Living in New York City, a cultural melting pot, I always feel unsafe when walking on a street. Because as far as I know, New York is the notorious city where the crime rate is always high in the country. Therefore, I especially would like to find the data which is telling the crime rate or related death rate. After a few days of searching, I finally found a dataset that really attracted my attention—New York City Leading Causes of Death. Interestingly, according to the dataset, crimes are maybe just a part of the causes of death. The main causes of death are still diseases. Therefore, based on the dataset, I would like to understand:
- What disease causes the majority of deaths?
- What is the trend of the leading causes of deaths?
- Do the deaths in the same leading cause differ among the race ethnicities?
After I selected the dataset, I used google search to look at the related visualization about leading causes of death. The following visualization is what I found on the World Health Organization website. From this visualization of causes of deaths, I think bar charts may be the best way to display the comparison of the deaths of each cause. Besides, we can also know what disease is the biggest killer by the order of amount of deaths from the bar chart.
I was also inspired by the following visualization, which indicates the mortality rates in the US. With line charts, it is transparent to see what is the trend of the diseases over time. In addition, with the different color code of each disease in the line chart, we can easily make the comparison among the diseases across years.
- NYC Open Data: A website where I could find any kind of open data.
- Microsoft Excel: A spreadsheet that I used for cleaning the dataset.
- Tableau Public: A software that allows me to make any kind of visualization with datasets.

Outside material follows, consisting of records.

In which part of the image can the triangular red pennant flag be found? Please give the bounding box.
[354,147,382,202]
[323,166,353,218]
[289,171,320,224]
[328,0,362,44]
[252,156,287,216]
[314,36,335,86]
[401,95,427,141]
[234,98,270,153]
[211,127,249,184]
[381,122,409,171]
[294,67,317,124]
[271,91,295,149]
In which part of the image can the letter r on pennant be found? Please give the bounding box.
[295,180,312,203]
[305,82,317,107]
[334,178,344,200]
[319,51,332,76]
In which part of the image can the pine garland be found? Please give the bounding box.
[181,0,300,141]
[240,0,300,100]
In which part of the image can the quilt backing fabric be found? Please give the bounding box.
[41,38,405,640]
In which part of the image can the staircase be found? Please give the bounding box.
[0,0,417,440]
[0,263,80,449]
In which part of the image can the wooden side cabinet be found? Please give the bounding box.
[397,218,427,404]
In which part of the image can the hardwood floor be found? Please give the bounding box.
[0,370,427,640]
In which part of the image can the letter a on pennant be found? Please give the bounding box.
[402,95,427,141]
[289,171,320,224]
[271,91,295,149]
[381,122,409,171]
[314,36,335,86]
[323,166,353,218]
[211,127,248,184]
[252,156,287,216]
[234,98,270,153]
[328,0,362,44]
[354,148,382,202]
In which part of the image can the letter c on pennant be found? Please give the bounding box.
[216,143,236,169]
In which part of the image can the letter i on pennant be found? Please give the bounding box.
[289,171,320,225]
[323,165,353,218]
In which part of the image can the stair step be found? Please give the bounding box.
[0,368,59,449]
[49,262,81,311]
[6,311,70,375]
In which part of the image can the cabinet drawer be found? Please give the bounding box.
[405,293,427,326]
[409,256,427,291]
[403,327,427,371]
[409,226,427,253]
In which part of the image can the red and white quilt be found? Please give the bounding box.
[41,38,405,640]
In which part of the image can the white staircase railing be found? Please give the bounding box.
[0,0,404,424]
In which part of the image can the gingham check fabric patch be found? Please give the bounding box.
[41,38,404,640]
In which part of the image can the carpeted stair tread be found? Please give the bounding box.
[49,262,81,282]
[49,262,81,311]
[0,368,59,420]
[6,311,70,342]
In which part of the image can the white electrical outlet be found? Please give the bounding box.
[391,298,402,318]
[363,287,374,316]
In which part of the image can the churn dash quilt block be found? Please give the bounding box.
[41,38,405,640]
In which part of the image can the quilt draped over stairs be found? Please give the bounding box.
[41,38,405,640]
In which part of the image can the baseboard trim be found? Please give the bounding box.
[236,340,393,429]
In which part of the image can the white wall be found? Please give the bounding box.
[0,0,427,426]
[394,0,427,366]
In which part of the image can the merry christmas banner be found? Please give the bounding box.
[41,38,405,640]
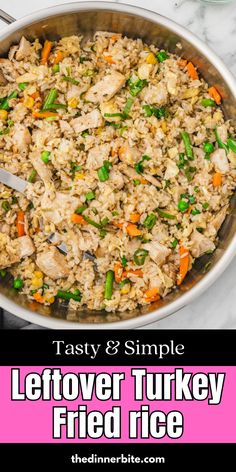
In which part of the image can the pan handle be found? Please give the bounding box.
[0,9,16,25]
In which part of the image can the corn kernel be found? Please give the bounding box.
[23,97,34,108]
[68,97,78,108]
[146,52,157,64]
[120,284,130,295]
[31,277,43,288]
[161,120,167,133]
[95,127,103,135]
[0,110,8,121]
[44,295,55,305]
[75,172,85,180]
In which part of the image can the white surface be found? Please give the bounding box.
[0,0,236,329]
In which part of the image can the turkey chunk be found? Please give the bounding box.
[41,192,80,225]
[190,231,215,257]
[141,82,168,105]
[71,110,103,133]
[16,36,31,61]
[86,143,111,170]
[36,247,70,280]
[29,152,52,183]
[85,71,126,103]
[12,124,31,151]
[143,241,171,266]
[211,149,229,174]
[210,205,228,233]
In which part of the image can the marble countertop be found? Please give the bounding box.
[0,0,236,329]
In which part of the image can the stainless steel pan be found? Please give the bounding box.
[0,2,236,329]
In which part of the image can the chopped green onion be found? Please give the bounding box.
[171,239,179,249]
[41,151,51,164]
[119,279,130,288]
[156,51,169,62]
[227,138,236,152]
[122,98,134,119]
[28,170,37,184]
[121,256,128,267]
[104,270,114,300]
[42,89,58,111]
[85,191,96,201]
[13,277,24,290]
[201,98,216,108]
[177,152,188,169]
[101,217,109,226]
[143,213,157,230]
[2,200,11,213]
[155,208,176,220]
[56,289,81,302]
[191,208,201,216]
[52,64,60,74]
[75,205,87,215]
[215,128,228,153]
[83,216,103,229]
[0,90,18,111]
[134,249,148,265]
[18,82,29,92]
[62,75,79,85]
[128,77,147,97]
[181,131,194,161]
[178,198,189,213]
[203,141,214,154]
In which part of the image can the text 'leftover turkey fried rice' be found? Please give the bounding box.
[0,32,236,316]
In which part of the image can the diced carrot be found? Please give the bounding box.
[40,39,52,65]
[30,90,40,100]
[129,213,140,223]
[208,87,222,105]
[103,55,116,64]
[144,287,160,303]
[212,172,222,187]
[112,220,142,237]
[70,213,87,225]
[126,223,142,237]
[111,34,121,41]
[177,59,188,69]
[52,51,64,65]
[140,177,148,185]
[122,269,143,279]
[187,62,199,80]
[33,292,44,303]
[32,111,58,119]
[112,220,124,229]
[114,261,123,284]
[16,210,25,237]
[177,246,189,285]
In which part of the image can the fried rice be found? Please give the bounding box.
[0,32,236,316]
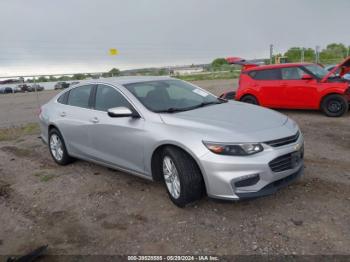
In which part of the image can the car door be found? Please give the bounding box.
[281,66,319,109]
[250,68,284,107]
[89,85,145,174]
[57,85,94,158]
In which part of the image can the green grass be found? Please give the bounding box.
[0,123,40,142]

- Cleaned the data by Microsoft Excel
Once I downloaded the dataset spreadsheet, New York City Leading Causes of Death, from NYC Open Data, I first tried to remove some unnecessary information that seems unhelpful and meaningless for the project by using the finding function (control + F) in Microsoft Excel. For example, there was some information like E10-E14 in parentheses next to the name of leading cause, which I think was not very important within the dataset.
2. Visualized the data by Tableau Public
After deciding using the dataset, I began to look at some visualization design example about causes of death by using google search, hoping to get some inspirations. Then, I found the two charts as mentioned above, so I decided to use bar charts and line charts to fulfill the visualization and answer my three questions. However, I faced some problems when using Tableau. For instance, the data type of death rate in Tableau is strings, not numbers, so it cannot succeed to display the ideal visualization. Therefore, I had to first change all the data that should be number type of data to measures.

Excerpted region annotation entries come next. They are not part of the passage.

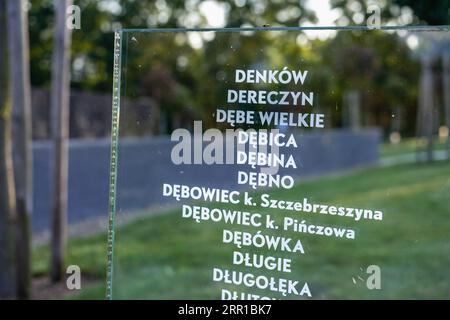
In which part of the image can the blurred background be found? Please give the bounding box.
[0,0,450,299]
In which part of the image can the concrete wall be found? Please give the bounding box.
[33,129,380,232]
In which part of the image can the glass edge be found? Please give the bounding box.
[106,31,123,300]
[116,25,450,33]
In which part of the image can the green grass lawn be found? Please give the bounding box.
[33,162,450,299]
[380,138,446,157]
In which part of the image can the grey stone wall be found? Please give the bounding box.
[32,129,380,232]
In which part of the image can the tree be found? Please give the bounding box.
[7,0,33,298]
[0,0,17,299]
[50,0,72,282]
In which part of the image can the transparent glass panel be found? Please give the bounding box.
[108,27,450,299]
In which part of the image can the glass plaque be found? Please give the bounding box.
[107,27,450,300]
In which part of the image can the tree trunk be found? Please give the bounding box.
[50,0,72,282]
[0,0,17,299]
[7,0,33,299]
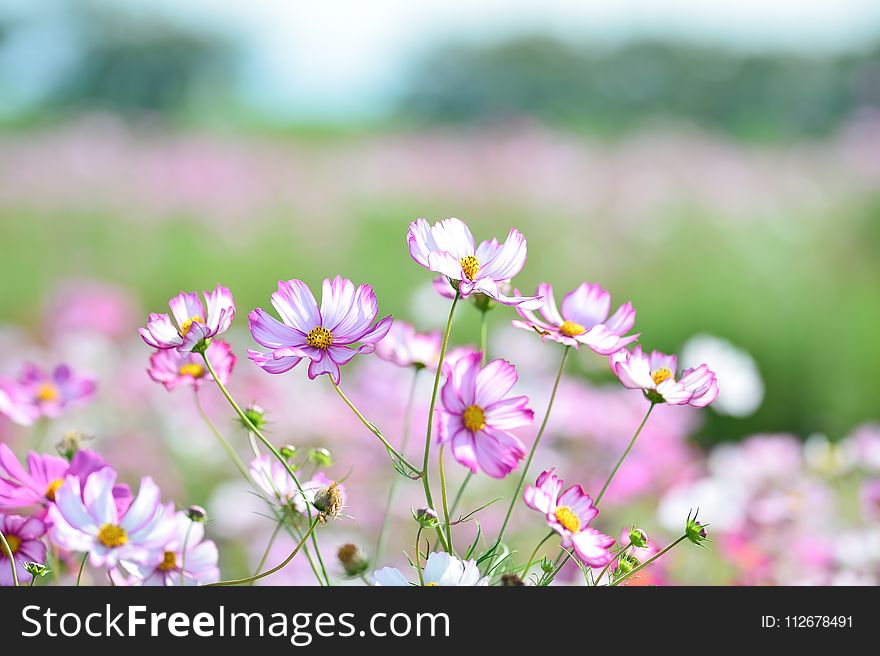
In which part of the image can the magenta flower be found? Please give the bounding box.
[513,282,639,355]
[248,276,392,385]
[376,321,443,371]
[0,515,46,585]
[147,339,236,391]
[0,444,131,517]
[523,469,614,567]
[130,512,220,586]
[437,353,534,478]
[49,467,174,568]
[0,364,95,426]
[609,346,718,408]
[407,218,542,310]
[138,285,235,354]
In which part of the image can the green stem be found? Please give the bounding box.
[593,403,657,506]
[0,531,18,588]
[437,444,453,553]
[330,378,421,475]
[76,553,89,587]
[611,535,687,585]
[495,346,571,546]
[193,389,251,482]
[422,291,461,551]
[373,368,421,564]
[208,519,318,586]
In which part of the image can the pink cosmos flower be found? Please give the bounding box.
[609,346,718,408]
[376,321,443,371]
[138,285,235,353]
[147,339,236,391]
[248,276,392,385]
[437,353,534,478]
[513,282,639,355]
[131,512,220,586]
[0,515,46,585]
[49,467,174,569]
[407,218,543,310]
[0,444,131,517]
[0,364,95,426]
[523,469,614,567]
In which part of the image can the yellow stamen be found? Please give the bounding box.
[461,405,486,433]
[0,535,21,556]
[306,326,333,351]
[98,524,128,549]
[461,255,480,281]
[559,321,587,337]
[37,383,61,403]
[178,362,205,378]
[180,317,205,337]
[555,506,581,533]
[44,478,64,501]
[651,367,672,385]
[159,551,177,572]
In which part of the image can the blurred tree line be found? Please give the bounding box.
[398,36,880,138]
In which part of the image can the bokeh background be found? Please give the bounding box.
[0,0,880,583]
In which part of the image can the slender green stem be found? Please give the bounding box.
[495,346,571,545]
[0,531,18,588]
[330,378,421,475]
[611,535,687,585]
[193,389,251,482]
[201,350,329,585]
[76,553,89,587]
[373,368,421,563]
[208,518,318,586]
[422,291,461,551]
[437,444,453,553]
[593,403,657,506]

Results and interpretation
The first visualization is to answer the question—what disease causes the majority of deaths. The leading causes are listed out in rows and the average death rate is in the column section. Red and blue are also used to differentiate the average death rate by gender. Thus, we can realize that diseases of heart are the most serious leading causes of deaths, either in male or female.
The second is about the trend of the leading causes of deaths. I put deaths in row section, so we can see the variation of deaths in the different year. Also, from this visualization, we can know that the diseases of heart, rendered by red, are gradually mitigated and the deaths in 2014 are much lower than in 2007.
The last one is to reflect whether the number of deaths in each leading cause may differ with different race-ethnicity. I set the year as the page, leading cause as the filter, and different colors to distinguish the race-ethnicity. In terms of diseases of heart in 2007, the visualization indicates that the deaths of white non-Hispanic were farther higher than other race ethnicities.
When I tried to interpret the dataset itself, I found I could not totally understand the meaning of data itself. For example, there is a section about the age-adjusted death rate, but there is no data about age and no measurement is indicated in the data section. All I saw is just a pure number with decimals. Therefore, I didn’t use this section of the dataset for the project. Furthermore, I faced a lot of challenges when using Tableau, such as changing the bar colors, altering the measures…etc, so I spent much time understanding the software. Also, I found I still could not determine which visualization is the best way for the dataset, but fortunately, Tableau can automatically visualize the data once we set up the rows and columns, so it is not a big problem now. Hope in the future, I can be more familiar with types of visualization.